Credit Reacts to Tariffs

Key takeaways:

  • The reciprocal tariffs were at the high end of market expectations making it likely that inflation will be higher and economic growth lower in 2025.
  • Corporate bond markets largely reacted in line with their credit ratings. More credit sensitive high yield bonds saw their spreads gap wider on the prospect that companies will take a hit to earnings and trade and supply chains will be disrupted.
  • Value is potentially emerging as markets can overreact. Our preference is to move up in quality but look for price dislocation across the credit spectrum.

A liberation of sorts

President Trump’s “Liberation Day” – where he revealed the reciprocal tariffs that would be levied on goods from countries coming into the US to help rebalance trade and re-industrialise the US – was a liberation of sorts. Markets at least know how each country is viewed by the administration and the seriousness of Trump’s trade agenda.

What is the pain?

The tariffs announced on 2 April were more draconian than the market expected. Tariffs are being levied according to a formula based on a country’s trade surplus with the US and then discounted. China’s reciprocal tariff rate was set at 34% (this extends to 54% when the 20% rate applied to China to address the Fentanyl crisis is imposed). The European Union rate is 20%. A baseline tariff rate of 10% is being levied on all goods entering the US, so countries such as the UK, which have balanced trade with the US, have a rate of 10%. The baseline tariff rate of 10% takes effect on 5 April, with higher rates from 9 April.1 Certain critical sectors are outside the scope of these reciprocal tariffs such as gold, pharmaceuticals and semiconductors as they face separate investigations, while auto imports face a 25% tariff.

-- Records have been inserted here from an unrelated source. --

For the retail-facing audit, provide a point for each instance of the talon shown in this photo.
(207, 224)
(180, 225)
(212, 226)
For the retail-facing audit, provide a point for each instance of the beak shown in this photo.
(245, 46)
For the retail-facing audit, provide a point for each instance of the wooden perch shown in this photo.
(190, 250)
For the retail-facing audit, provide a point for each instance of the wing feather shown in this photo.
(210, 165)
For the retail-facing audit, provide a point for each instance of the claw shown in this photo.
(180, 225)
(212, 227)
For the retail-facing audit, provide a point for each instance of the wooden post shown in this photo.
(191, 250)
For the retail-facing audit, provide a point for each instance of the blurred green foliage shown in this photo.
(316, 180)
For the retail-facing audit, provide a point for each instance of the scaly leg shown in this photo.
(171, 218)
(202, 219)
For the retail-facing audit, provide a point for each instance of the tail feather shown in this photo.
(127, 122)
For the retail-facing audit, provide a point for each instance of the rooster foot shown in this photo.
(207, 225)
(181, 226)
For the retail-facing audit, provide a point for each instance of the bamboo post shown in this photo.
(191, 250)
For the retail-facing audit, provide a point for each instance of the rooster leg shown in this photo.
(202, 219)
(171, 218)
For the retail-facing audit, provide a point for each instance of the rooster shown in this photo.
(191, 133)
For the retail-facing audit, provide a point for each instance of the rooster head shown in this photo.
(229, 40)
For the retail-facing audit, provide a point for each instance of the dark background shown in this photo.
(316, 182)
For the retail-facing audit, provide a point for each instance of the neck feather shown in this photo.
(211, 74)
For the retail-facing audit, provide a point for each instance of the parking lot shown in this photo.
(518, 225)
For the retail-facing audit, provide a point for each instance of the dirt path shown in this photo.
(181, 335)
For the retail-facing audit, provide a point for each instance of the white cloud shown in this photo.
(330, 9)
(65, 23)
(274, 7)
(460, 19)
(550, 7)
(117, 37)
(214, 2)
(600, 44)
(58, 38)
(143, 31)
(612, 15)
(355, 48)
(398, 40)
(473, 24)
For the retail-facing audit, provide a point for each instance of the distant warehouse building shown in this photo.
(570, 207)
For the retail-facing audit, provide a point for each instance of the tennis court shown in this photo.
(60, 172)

Interestingly, Scott Bessent, US Treasury Secretary, told Fox news that this was the high-water mark if countries do not retaliate,2 while Sebastian Gorka, Deputy Assistant to President Trump, told the BBC there is room for negotiation.3 This opens the door to tariffs potentially being lower, but it relies on countries not retaliating and making concessions to the US. It is too early to tell how that will unfold.

On average, the measures will lift tariff rates on goods coming into the US from around 2.5% last year to around 22% according to early estimates.3 This upends the relatively easy access to the US market that other countries have enjoyed for several generations.